Door het besluit van de Vlaamse Regering tot vaststelling van de minimale voorwaarden van de rechtspositieregeling van het personeel van lokale en provinciale besturen van 20 januari 2023 is er een nieuwe rechtspositieregeling nodig voor het personeel van gemeente en OCMW.

Motivering

De opmaak van een gezamenlijke rechtspositieregeling voor gemeente en OCMW en de aanpassing ervan aan het Besluit van de Vlaamse regering van 23 januari 2023 werd gezamenlijk aangepakt door de TGV-gemeenten en Hoegaarden en ondersteund door Jurplus.
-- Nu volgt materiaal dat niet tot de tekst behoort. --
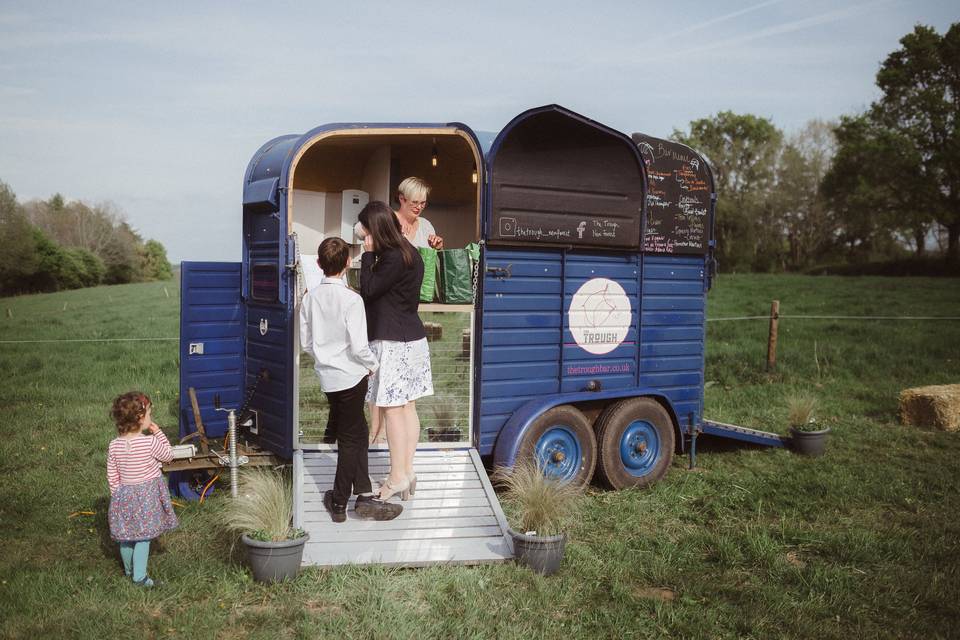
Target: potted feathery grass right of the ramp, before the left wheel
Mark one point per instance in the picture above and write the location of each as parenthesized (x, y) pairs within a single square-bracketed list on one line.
[(540, 509)]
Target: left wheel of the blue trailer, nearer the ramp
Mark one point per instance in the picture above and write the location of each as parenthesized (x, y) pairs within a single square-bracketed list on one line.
[(563, 444)]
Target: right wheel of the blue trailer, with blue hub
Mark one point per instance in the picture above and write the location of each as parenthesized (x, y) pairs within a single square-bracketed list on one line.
[(636, 442)]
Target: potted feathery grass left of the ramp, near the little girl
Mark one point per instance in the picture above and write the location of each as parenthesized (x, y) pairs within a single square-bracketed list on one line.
[(262, 513)]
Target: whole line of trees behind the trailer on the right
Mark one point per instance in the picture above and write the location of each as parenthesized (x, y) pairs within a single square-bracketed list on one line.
[(875, 186)]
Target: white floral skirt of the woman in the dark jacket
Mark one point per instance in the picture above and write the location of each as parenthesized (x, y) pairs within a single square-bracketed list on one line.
[(404, 372)]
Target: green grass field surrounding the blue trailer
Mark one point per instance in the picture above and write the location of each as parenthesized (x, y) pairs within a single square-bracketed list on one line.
[(754, 543)]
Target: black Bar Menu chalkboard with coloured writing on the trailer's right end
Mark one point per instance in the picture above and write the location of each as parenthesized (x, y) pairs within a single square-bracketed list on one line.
[(679, 188)]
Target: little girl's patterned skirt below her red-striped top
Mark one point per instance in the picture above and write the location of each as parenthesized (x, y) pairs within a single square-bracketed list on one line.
[(141, 511)]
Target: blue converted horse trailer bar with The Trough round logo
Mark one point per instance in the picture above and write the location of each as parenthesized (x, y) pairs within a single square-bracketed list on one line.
[(587, 348)]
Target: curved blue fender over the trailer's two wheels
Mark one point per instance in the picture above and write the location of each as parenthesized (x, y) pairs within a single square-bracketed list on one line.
[(508, 441)]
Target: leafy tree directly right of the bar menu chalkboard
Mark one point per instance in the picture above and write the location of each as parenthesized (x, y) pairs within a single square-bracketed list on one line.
[(742, 150)]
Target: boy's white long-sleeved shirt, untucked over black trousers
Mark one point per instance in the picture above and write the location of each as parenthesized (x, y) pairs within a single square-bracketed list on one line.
[(333, 329)]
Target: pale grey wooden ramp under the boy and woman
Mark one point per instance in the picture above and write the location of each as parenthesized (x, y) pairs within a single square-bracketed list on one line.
[(454, 518)]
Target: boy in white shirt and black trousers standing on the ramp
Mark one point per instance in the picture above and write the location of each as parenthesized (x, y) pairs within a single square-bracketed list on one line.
[(333, 329)]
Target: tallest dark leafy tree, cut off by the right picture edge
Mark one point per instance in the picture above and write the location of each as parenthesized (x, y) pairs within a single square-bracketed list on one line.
[(921, 104)]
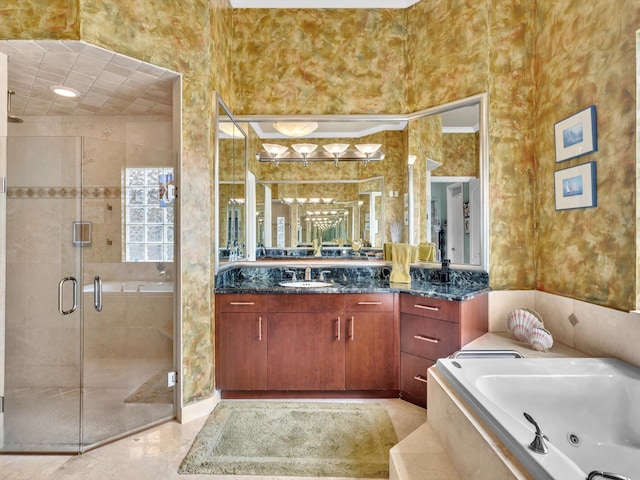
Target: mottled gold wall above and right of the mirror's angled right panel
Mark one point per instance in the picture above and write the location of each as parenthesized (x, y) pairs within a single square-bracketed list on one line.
[(459, 48)]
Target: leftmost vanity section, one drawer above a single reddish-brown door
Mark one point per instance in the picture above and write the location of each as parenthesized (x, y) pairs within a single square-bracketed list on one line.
[(241, 342)]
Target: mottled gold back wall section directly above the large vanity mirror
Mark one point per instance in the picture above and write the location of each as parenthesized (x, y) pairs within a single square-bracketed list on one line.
[(319, 61)]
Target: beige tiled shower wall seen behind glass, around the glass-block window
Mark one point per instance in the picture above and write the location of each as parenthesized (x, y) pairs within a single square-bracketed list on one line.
[(42, 203)]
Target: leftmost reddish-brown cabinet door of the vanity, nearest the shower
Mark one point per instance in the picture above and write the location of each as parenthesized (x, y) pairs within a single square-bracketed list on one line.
[(242, 351)]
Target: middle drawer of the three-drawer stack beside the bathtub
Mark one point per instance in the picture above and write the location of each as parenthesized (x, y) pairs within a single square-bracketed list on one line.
[(427, 337)]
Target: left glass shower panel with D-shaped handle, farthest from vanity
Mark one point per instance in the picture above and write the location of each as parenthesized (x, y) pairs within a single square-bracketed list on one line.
[(43, 328)]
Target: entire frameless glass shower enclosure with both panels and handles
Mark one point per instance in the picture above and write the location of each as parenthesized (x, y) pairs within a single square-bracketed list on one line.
[(89, 306)]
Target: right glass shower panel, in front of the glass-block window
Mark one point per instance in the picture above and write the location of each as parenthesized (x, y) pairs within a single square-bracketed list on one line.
[(128, 326)]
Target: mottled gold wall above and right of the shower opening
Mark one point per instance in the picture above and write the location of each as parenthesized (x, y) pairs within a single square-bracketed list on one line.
[(191, 37)]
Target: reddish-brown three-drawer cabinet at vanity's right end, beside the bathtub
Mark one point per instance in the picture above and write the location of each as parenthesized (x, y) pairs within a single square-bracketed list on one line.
[(432, 328)]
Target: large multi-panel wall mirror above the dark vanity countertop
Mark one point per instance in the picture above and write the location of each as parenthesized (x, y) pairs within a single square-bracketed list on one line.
[(363, 179)]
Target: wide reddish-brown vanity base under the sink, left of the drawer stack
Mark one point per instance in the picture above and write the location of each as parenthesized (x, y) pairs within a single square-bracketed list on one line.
[(307, 342)]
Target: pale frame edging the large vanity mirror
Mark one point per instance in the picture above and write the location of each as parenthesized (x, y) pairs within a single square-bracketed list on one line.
[(482, 99)]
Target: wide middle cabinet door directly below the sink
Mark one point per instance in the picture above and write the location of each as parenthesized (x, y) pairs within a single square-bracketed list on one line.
[(306, 351)]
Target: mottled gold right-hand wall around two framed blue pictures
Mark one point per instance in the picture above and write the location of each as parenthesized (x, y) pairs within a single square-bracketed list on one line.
[(586, 56)]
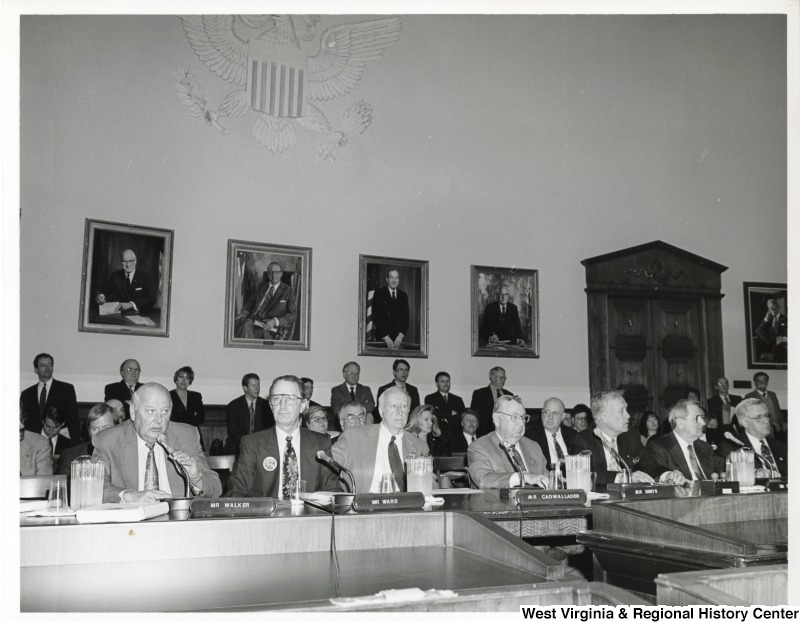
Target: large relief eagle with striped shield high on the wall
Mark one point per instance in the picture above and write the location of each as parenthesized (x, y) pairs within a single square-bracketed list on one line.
[(278, 81)]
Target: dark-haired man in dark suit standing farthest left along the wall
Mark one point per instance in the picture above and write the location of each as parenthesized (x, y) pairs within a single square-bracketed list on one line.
[(48, 393)]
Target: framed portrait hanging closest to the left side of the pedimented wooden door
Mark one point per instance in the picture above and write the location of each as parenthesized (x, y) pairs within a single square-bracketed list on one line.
[(505, 312)]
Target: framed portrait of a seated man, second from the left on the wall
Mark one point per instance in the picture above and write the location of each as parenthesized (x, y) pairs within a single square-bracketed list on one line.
[(268, 296)]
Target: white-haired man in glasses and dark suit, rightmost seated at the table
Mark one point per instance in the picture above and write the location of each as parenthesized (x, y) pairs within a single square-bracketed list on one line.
[(772, 456)]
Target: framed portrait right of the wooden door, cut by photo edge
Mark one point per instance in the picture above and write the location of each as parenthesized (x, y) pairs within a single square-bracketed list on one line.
[(766, 325)]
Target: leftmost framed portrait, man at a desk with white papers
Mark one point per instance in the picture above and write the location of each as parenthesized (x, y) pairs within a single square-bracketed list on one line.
[(126, 279)]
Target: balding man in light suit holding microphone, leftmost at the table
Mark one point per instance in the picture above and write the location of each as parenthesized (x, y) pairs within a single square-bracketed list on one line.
[(136, 466)]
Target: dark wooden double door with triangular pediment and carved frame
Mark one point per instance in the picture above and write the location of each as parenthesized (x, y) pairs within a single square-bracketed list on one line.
[(655, 324)]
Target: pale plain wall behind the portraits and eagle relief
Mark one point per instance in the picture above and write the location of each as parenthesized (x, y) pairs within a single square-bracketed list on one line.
[(533, 141)]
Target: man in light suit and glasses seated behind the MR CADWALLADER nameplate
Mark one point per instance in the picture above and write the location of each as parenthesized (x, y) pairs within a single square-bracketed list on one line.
[(490, 465)]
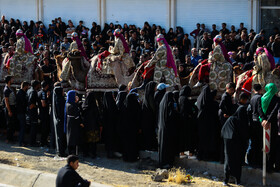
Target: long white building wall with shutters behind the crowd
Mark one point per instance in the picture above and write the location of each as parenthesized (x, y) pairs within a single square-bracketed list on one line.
[(255, 14)]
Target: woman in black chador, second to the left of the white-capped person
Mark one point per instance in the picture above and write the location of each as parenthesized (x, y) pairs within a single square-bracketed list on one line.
[(131, 124)]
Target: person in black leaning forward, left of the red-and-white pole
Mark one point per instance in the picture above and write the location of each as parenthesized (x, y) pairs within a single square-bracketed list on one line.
[(235, 135)]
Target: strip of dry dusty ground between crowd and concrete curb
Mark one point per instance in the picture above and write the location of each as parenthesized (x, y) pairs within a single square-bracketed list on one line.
[(102, 170)]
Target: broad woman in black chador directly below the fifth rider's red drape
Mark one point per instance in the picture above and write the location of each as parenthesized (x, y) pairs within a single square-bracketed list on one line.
[(208, 125)]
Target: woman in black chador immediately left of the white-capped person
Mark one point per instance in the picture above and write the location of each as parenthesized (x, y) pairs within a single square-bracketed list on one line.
[(149, 117)]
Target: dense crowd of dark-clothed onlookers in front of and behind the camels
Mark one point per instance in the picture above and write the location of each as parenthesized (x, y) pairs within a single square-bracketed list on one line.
[(165, 121)]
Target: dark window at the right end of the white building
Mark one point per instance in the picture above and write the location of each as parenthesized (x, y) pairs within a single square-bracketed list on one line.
[(270, 15)]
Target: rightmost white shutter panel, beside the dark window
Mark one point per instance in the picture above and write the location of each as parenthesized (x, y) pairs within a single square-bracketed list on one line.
[(190, 12)]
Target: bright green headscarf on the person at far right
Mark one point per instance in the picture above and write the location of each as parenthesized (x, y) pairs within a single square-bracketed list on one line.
[(271, 90)]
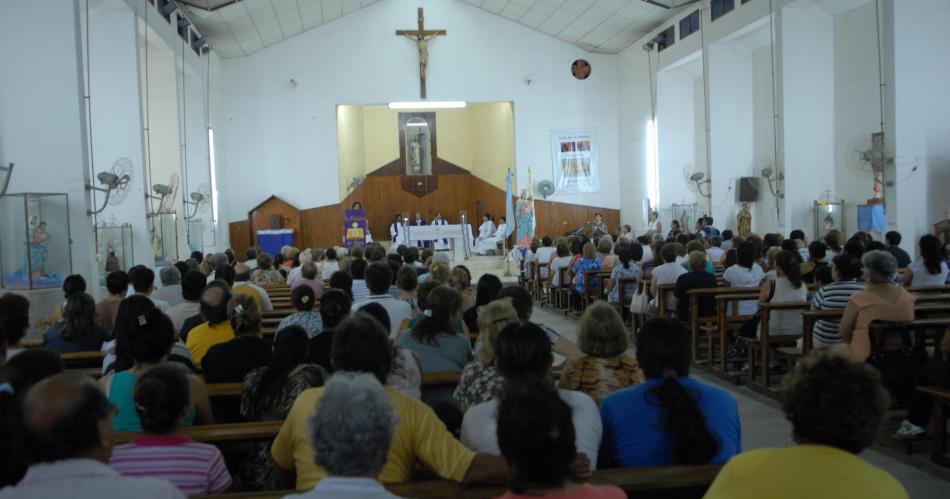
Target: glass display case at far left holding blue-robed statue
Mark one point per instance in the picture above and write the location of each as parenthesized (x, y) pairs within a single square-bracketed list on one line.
[(34, 241)]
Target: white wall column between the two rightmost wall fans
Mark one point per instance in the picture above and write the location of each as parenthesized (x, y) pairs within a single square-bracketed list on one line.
[(808, 72)]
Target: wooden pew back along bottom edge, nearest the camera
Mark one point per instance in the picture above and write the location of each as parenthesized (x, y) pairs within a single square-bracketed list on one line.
[(666, 481)]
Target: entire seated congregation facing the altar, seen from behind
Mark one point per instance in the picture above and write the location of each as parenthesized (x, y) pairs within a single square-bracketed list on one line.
[(335, 345)]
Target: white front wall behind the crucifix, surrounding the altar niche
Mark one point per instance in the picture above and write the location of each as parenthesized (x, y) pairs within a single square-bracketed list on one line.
[(265, 125)]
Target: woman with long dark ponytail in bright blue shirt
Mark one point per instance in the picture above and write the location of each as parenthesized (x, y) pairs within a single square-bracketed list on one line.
[(697, 423)]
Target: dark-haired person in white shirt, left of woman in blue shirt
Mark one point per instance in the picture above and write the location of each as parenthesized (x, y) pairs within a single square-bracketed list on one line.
[(523, 355)]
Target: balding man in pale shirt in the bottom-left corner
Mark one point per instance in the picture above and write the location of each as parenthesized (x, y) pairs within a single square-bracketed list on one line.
[(68, 424)]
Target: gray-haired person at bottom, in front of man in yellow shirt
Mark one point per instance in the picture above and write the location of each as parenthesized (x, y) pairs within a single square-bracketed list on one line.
[(351, 434)]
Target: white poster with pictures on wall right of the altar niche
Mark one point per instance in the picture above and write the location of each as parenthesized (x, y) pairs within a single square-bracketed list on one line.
[(574, 154)]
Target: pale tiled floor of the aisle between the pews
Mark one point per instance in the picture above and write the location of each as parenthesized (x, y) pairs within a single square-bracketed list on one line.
[(764, 425)]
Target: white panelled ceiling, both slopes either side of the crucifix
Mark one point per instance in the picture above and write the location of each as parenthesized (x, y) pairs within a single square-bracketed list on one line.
[(607, 26)]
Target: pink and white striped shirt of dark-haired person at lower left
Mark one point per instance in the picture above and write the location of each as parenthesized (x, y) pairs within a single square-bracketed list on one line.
[(195, 468)]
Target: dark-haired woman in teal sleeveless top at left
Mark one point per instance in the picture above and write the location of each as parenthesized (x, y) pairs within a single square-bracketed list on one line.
[(149, 340)]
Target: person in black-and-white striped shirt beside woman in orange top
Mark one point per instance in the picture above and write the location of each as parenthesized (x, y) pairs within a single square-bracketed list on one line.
[(834, 296)]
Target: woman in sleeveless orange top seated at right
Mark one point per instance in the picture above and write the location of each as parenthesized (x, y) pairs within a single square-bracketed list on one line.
[(881, 299)]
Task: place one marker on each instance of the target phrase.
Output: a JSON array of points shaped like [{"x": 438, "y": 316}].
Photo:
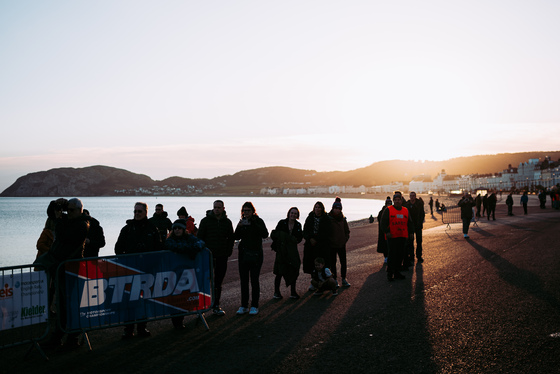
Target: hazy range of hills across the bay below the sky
[{"x": 104, "y": 180}]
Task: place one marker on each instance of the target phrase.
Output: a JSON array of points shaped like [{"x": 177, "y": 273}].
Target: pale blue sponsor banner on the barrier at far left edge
[{"x": 23, "y": 298}]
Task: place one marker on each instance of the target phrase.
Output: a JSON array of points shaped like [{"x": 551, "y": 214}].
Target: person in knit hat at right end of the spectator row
[{"x": 340, "y": 233}]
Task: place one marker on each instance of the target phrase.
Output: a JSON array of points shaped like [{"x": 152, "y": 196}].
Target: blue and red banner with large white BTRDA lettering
[{"x": 113, "y": 290}]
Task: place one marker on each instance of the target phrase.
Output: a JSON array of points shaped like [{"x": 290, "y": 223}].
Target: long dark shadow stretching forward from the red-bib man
[{"x": 384, "y": 330}]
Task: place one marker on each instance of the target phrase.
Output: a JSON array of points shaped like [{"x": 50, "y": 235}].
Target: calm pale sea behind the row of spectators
[{"x": 23, "y": 219}]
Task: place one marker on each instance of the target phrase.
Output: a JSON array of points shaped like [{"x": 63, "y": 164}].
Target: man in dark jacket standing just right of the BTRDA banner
[{"x": 216, "y": 230}]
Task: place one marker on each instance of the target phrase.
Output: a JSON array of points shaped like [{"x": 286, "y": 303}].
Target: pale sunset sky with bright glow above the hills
[{"x": 200, "y": 89}]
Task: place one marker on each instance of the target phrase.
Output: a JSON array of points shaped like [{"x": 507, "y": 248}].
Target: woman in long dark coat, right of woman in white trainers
[{"x": 285, "y": 239}]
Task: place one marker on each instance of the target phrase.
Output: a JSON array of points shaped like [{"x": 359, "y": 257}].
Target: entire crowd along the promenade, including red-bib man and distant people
[{"x": 71, "y": 233}]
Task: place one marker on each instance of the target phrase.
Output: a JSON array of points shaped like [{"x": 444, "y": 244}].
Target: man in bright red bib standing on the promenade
[{"x": 397, "y": 225}]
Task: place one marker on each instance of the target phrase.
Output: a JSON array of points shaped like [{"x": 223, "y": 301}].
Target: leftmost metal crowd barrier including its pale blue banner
[{"x": 24, "y": 306}]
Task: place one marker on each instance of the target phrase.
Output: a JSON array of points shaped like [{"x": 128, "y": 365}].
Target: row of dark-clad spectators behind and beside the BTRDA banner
[{"x": 71, "y": 233}]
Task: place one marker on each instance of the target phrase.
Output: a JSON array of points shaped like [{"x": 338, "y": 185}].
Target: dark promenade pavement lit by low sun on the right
[{"x": 488, "y": 304}]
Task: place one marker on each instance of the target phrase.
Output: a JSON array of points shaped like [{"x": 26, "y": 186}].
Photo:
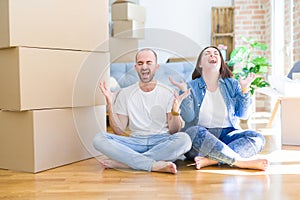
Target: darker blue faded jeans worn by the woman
[{"x": 224, "y": 144}]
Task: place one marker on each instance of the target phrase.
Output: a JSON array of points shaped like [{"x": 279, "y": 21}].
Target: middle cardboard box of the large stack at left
[{"x": 32, "y": 78}]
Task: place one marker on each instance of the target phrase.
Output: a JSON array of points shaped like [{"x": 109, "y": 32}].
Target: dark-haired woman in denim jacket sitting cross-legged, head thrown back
[{"x": 211, "y": 113}]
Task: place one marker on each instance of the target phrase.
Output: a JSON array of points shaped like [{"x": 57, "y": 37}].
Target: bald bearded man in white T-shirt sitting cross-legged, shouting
[{"x": 151, "y": 112}]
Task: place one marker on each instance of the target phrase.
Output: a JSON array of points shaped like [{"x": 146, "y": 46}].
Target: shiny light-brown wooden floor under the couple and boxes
[{"x": 88, "y": 180}]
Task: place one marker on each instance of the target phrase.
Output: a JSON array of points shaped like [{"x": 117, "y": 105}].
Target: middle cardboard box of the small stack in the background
[{"x": 128, "y": 29}]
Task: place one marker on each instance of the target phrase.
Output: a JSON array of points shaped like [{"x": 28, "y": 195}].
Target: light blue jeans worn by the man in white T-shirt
[{"x": 140, "y": 152}]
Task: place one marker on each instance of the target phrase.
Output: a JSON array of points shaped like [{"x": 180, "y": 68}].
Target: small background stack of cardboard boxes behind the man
[{"x": 128, "y": 27}]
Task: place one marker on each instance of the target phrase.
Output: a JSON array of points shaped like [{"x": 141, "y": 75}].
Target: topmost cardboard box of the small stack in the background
[{"x": 127, "y": 11}]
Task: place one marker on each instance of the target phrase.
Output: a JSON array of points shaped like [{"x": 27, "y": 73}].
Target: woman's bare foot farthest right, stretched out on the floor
[{"x": 260, "y": 164}]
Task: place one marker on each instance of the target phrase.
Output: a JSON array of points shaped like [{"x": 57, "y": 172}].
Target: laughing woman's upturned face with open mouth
[{"x": 211, "y": 59}]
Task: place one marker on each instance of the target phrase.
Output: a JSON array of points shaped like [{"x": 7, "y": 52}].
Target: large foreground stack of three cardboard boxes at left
[{"x": 53, "y": 53}]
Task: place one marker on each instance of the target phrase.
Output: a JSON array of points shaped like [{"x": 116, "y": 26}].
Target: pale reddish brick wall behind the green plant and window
[{"x": 253, "y": 19}]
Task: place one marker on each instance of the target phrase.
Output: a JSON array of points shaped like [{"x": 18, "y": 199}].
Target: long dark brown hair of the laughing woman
[{"x": 225, "y": 72}]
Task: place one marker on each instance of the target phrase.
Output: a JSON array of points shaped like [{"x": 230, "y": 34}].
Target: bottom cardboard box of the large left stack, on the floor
[{"x": 34, "y": 141}]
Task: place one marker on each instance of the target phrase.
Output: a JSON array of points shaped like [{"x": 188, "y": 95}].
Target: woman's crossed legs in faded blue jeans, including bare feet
[{"x": 208, "y": 149}]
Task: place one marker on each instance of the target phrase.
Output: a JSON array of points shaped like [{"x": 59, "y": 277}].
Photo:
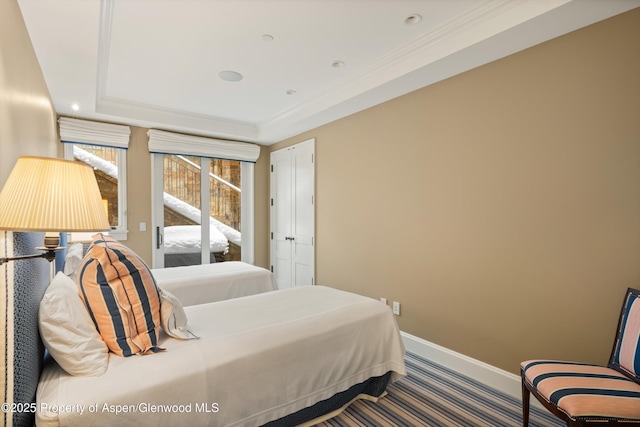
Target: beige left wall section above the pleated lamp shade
[{"x": 27, "y": 117}]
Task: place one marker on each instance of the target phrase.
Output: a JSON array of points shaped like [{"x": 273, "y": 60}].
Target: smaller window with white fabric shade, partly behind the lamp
[{"x": 102, "y": 146}]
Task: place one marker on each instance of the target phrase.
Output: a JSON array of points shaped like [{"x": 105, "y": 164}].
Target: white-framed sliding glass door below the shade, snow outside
[{"x": 198, "y": 214}]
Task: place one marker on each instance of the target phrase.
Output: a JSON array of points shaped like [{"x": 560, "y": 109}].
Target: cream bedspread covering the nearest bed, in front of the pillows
[{"x": 258, "y": 359}]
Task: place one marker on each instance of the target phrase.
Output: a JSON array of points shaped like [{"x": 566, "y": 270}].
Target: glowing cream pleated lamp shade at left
[{"x": 46, "y": 194}]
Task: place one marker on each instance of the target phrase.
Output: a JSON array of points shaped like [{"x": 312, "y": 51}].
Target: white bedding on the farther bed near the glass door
[{"x": 199, "y": 284}]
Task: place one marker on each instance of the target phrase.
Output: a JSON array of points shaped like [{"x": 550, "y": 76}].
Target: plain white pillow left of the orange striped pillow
[{"x": 68, "y": 332}]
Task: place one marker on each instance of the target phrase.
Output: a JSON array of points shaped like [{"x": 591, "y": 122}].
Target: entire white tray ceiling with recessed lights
[{"x": 155, "y": 63}]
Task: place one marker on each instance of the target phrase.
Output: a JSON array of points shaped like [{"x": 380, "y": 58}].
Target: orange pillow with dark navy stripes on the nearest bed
[{"x": 121, "y": 296}]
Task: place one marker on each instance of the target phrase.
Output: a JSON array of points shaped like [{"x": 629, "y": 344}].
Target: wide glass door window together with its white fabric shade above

De onderhandelingen met de syndicaten werden ook met de 5 gemeenten gezamenlijk gevoerd op 8 en 20 november 2023.

Enkele wijzigingen zijn:

De aanwervingsvoorwaarden worden door de aanstellende overheid bepaald bij de start van de aanwervingsprocedure en niet meer in detail uitgeschreven in de rechtspositieregeling.

De evaluatieverplichting wordt vervangen door een recht op opvolging. Dit houdt in dat elk personeelslid minstens 1 feedback-gesprek per jaar krijgt. Indien er problemen zijn wordt er een functioneringstraject en/of evaluatietraject opgestart. Daar waar er vroeger een gunstige evaluatie nodig was om te kunnen doorschalen, mag men nu niet in een evaluatietraject zitten.

De anciënniteiten worden vereenvoudigd.

Privé-anciënniteit en overheidsanciënniteit wordt nu volledig meegenomen indien deze relevant is, daar waar vroeger overheidsanciënniteit volledig werd meegenomen en privé-anciënniteit indien relevant met een maximum van 15j.

Het salaris van de statutairen werd vooruit betaald maar zal nu betaald worden op het einde van de maand. Hiervoor wordt een overgangsregeling ingevoerd. De betaling na termijn zal voor de eerste maal gebeuren in de maand juni voor het salaris van de maand juni, maand waarin ook het vakantiegeld wordt uitbetaald.

Er was een wachtsysteem bij de arbeiders, maar daar stond geen vergoeding tegenover. Er wordt nu een permanentietoelage ingevoerd van € 2,01 bruto per uur aan 100 % (indexering toe te passen).

De ecocheques worden verhoogd van € 100,00 naar € 200,00.

Het verlof werd vroeger berekend op 30 dagen en per 5 jaar anciënniteit in het bestuur werd er een dag toegevoegd met een maximum van 35 dagen . Nu wordt er steeds 35 dagen als verlofrecht toegekend.

Bij de dienstvrijstellingen worden de kermisdagen geschrapt en vervangen door een dienstvrijstelling op de eerste werkdag van het jaar. Op de maandagen van Bets- en Rummen-kermis zal dan verlof vastgelegd worden i.p.v. dienstvrijstelling.

De fietsvergoeding wordt bepaald op het maximum bedrag per kilometer dat op grond van de fiscale wetgeving en socialezekerheidswetgeving is vrijgesteld van belasting en sociale bijdragen.

Artikel 1.

De rechtspositieregeling zoals gevoegd bij deze beslissing goed te keuren.

Artikel 2.

De rechtspositieregeling treedt in werking op 1 januari 2024.

Voor art. 182 van de rechtspositieregeling "betaling van het salaris" voor de statutaire personeelsleden volgende overgangsmaatregel toe te passen:

Het salaris van de maanden januari t.e.m. mei 2024 wordt voor de statutaire personeelsleden nog vooruit betaald.

Het salaris van de maand juni 2024 wordt betaald in de week van 10 juni t.e.m. 14 juni 2024.

Vanaf het salaris van de maand juli 2024, wordt het salaris betaald conform art. 182 van de rechtspositieregeling.

Artikel 3.

Deze beslissing via het digitaal loket te bezorgen aan het administratief toezicht.